去就に注目が集まるイチロー【写真:Getty Images】

写真拡大

合意間近で地元ラジオ局が特集も…2人の記者の意見は割れる

 マーリンズからフリーエージェント(FA)となっていたイチロー外野手が、古巣マリナーズとの1年契約に合意間近だと5日(日本時間6日)に米複数メディアが伝えた。米ヤフースポーツのジョーダン・シュルツ記者はツイッターで「マリナーズとの身体検査を通過後に明日、球団と契約を結ぶかもしれない、とイチロー・スズキは私に伝えた」とレポートするなど、まさに契約目前の状況のようだ。

 では、引退後の殿堂入りが確実とされている44歳の外野手が復帰することは、地元ではどのようにとらえられているのか。ラジオ局「ESPNシアトル」(電子版)の記者2人の見解は割れている。

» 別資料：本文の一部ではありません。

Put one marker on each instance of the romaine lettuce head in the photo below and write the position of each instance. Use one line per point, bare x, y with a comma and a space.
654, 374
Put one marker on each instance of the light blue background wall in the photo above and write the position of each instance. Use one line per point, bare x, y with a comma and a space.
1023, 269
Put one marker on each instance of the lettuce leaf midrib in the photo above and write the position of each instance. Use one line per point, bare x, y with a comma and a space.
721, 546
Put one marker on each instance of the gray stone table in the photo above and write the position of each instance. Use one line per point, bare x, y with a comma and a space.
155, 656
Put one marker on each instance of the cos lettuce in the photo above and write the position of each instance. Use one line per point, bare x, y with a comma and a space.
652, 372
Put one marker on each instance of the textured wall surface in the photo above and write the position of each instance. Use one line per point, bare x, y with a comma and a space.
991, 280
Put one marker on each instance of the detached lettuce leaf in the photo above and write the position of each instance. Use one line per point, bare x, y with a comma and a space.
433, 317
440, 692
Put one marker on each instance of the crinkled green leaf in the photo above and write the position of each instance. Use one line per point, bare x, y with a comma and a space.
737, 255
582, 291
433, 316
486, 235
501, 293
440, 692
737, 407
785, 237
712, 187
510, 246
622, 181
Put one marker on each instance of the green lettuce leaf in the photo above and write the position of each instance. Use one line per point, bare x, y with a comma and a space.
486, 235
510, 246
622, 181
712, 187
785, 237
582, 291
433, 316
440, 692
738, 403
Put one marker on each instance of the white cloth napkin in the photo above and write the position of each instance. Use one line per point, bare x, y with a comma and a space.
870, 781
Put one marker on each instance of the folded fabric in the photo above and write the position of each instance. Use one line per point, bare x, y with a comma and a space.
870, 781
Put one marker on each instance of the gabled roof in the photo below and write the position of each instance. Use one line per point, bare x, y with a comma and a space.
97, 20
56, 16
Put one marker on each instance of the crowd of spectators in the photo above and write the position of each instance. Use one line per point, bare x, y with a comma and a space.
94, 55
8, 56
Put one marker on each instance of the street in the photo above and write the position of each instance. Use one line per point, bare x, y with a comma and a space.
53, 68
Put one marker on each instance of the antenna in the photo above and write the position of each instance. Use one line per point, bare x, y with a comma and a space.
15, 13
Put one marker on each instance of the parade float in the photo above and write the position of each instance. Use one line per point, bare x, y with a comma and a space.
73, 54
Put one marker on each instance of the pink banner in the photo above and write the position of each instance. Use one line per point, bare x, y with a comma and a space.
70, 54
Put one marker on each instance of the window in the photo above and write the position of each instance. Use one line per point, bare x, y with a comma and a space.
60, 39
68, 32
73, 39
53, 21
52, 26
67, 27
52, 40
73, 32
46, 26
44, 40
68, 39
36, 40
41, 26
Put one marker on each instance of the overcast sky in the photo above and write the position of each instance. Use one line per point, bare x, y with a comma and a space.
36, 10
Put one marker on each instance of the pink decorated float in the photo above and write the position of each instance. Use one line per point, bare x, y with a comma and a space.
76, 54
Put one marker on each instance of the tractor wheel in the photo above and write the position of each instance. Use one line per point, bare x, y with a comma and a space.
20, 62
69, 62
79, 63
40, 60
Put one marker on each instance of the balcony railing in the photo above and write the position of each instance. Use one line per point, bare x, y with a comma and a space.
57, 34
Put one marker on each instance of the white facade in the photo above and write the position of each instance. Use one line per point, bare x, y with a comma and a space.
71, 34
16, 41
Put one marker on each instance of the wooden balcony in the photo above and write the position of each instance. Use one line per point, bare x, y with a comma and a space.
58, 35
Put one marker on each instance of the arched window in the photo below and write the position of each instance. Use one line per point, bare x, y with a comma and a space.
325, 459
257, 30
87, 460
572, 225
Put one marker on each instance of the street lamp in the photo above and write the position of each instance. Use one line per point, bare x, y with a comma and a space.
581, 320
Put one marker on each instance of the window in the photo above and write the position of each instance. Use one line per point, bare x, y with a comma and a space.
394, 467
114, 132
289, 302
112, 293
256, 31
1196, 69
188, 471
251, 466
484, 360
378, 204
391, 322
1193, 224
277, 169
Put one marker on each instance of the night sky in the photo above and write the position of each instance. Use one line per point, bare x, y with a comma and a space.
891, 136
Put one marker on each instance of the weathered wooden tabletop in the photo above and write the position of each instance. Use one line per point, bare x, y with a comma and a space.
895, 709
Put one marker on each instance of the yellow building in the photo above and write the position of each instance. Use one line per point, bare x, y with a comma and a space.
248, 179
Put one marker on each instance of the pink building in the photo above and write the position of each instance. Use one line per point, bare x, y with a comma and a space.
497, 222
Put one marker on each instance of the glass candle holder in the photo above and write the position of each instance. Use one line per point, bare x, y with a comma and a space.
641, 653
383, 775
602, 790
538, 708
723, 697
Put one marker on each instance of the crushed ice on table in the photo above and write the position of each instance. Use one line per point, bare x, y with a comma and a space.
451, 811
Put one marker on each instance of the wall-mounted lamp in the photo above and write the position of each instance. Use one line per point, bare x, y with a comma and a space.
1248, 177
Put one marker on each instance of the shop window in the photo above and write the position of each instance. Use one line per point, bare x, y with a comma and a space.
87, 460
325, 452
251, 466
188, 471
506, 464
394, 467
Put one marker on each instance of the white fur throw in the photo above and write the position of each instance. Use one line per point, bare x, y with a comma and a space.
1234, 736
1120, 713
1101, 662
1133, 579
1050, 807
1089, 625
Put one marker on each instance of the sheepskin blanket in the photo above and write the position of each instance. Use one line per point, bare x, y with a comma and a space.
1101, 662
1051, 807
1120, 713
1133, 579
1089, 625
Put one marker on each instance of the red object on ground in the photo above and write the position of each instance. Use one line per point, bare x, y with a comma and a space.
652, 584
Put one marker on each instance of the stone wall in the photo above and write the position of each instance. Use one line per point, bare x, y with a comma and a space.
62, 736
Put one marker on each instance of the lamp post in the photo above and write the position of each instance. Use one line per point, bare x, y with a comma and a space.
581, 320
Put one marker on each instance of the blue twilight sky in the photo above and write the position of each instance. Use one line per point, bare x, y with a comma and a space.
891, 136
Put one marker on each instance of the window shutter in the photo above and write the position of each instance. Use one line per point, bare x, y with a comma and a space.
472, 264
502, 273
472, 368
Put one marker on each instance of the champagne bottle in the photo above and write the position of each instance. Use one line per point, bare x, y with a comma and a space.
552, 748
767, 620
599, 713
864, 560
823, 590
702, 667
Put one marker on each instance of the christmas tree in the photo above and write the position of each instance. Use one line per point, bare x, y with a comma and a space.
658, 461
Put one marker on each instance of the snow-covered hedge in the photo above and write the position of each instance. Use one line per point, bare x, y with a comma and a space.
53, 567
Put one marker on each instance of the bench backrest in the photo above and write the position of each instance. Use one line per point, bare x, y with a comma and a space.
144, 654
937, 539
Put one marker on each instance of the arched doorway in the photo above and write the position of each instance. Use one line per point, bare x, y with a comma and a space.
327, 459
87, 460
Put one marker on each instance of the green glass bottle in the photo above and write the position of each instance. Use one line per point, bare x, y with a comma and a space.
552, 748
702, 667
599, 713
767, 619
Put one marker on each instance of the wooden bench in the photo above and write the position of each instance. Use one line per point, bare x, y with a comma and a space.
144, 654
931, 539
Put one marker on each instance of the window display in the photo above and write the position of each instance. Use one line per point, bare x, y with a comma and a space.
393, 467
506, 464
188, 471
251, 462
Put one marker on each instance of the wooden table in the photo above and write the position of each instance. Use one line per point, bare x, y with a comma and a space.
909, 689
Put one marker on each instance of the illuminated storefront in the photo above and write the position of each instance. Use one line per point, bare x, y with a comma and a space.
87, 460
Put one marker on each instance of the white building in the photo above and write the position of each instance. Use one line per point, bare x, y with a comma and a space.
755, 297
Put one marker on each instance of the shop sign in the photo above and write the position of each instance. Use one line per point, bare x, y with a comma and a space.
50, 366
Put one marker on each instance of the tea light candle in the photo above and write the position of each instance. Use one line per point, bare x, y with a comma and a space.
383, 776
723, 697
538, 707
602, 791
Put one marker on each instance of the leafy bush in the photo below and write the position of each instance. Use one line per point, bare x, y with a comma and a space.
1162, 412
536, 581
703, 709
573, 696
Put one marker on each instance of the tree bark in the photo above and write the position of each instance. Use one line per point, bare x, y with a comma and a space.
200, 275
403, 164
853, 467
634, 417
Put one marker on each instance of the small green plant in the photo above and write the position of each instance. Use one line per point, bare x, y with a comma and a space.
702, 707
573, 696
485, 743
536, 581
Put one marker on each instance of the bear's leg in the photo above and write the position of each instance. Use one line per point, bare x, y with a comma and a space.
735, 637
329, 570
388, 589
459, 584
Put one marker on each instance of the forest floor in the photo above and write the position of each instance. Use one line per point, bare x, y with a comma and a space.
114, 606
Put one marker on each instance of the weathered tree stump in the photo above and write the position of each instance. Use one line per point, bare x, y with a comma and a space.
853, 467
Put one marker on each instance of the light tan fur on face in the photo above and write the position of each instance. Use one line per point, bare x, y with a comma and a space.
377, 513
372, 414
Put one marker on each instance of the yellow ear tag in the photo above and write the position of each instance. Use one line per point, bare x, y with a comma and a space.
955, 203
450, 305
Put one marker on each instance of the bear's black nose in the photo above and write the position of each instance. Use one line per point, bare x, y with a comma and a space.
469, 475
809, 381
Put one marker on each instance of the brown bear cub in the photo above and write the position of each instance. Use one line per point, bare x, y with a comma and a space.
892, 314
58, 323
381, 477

「なぜイチローマリナーズ復帰は理に適っているのか」とのタイトルで伝えたのは、女性記者のシャノン・ドレイヤー氏。記事の中でも「これは理にかなったものである」と明確に記している。

 イチロー獲得へマリナーズの背中を押したのは、負傷者が続出したことだった。ここに来て、ベン・ギャメルも腹斜筋の故障で4〜6週間の離脱が予想されており、外野手の補強が急務に。マーリンズでの3年間ではバックアップとして外野の全ポジションを守ってきたマリナーズの“レジェンド”との契約に動いたようだ。

イチロー獲得が「理に適っている」理由は…

「昨秋のいくつかの情報は、イチローを連れ戻すことに興味を抱いていると伝えてはいたが、結局、マリナーズは44歳の外野手のために適した居場所を見つけることができなかった。今のイチローは我々が2000年代初頭に目にした彼とは明らかに同じではないが、彼はここしばらくの間、左翼を守る生産的な第4の外野手で居続けている。ベン・ギャメルが腹斜筋を痛めたことによる4〜6週間の離脱が予想されることに伴い、イチローに今スポットが与えられたのだ」

 ドレイヤー記者は、このように分析。さらに、「私は彼のことを素晴らしいチームメートと常に目してきた一方で、マリナーズのクラブハウスを去って以降はかなり心を開いてきており、特に若手の選手たちとの触れ合い方は得意である。彼は試合における彼の新しい役割を快く思っているようであり、年齢を重ねるごとにプレーをし続けるチャレンジに確実に心を突き動かされているのである」とも指摘。マーリンズでは、若手のお手本としても尊敬を集めたイチローの“存在感”に期待を寄せている。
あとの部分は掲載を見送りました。